- The artist forges himself to the others, midway between the beauty he cannot do without and the community he cannot tear himself away from. That is why true artists scorn nothing: they are obliged to understand rather than to judge.
- Nobody realizes that some people expend tremendous energy merely to be normal.
- To know oneself, one should assert oneself.
- He who despairs of the human condition is a coward, but he who has hope for it is a fool.
- A free press can, of course, be good or bad, but, most certainly without freedom, the press will never be anything but bad.
- There is no love of life without despair of life.
- All great deeds and all great thoughts have a ridiculous beginning. Great works are often born on a street corner or in a restaurant's revolving door.
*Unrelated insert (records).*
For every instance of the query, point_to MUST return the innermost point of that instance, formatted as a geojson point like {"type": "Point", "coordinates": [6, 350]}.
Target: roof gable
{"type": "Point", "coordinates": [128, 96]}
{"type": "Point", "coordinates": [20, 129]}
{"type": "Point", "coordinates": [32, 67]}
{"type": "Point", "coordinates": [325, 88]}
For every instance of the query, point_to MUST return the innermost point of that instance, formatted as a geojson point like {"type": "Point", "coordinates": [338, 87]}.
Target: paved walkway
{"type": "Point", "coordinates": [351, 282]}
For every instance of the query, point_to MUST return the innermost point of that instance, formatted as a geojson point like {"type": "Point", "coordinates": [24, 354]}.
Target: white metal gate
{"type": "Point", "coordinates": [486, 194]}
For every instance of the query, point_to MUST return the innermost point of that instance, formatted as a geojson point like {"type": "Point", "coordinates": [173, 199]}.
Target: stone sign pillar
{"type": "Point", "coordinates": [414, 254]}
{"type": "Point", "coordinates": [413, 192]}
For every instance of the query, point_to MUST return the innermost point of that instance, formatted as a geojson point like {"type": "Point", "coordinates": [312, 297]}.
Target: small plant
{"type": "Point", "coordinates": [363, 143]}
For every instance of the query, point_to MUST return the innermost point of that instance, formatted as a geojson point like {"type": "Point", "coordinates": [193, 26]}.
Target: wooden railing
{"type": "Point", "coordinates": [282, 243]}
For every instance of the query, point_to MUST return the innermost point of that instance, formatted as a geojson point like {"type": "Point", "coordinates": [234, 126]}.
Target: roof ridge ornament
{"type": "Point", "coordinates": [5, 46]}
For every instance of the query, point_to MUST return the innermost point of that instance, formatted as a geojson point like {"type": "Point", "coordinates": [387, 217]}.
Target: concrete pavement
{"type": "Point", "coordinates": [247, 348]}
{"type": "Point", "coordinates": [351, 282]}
- An intellectual is someone whose mind watches itself.
- A man's work is nothing but this slow trek to rediscover, through the detours of art, those two or three great and simple images in whose presence his heart first opened.
- The welfare of the people in particular has always been the alibi of tyrants.
- There is no fate that cannot be surmounted by scorn.
- As a remedy to life in society I would suggest the big city. Nowadays, it is the only desert within our means.
- Integrity has no need of rules.
- A guilty conscience needs to confess. A work of art is a confession.
- What is a rebel? A man who says no: but whose refusal does not imply a renunciation.
- Truly fertile Music, the only kind that will move us, that we shall truly appreciate, will be a Music conducive to Dream, which banishes all reason and analysis. One must not wish first to understand and then to feel. Art does not tolerate Reason.
- The only real progress lies in learning to be wrong all alone.
- Stupidity has a knack of getting its way.
- The world is never quiet, even its silence eternally resounds with the same notes, in vibrations which escape our ears. As for those that we perceive, they carry sounds to us, occasionally a chord, never a melody.
- Without work, all life goes rotten. But when work is soulless, life stifles and dies.
- Alas, after a certain age every man is responsible for his face.
- After all, every murderer when he kills runs the risk of the most dreadful of deaths, whereas those who kill him risk nothing except promotion.
- It is necessary to fall in love... if only to provide an alibi for all the random despair you are going to feel anyway.
- No cause justifies the deaths of innocent people.
- To insure the adoration of a theorem for any length of time, faith is not enough, a police force is needed as well.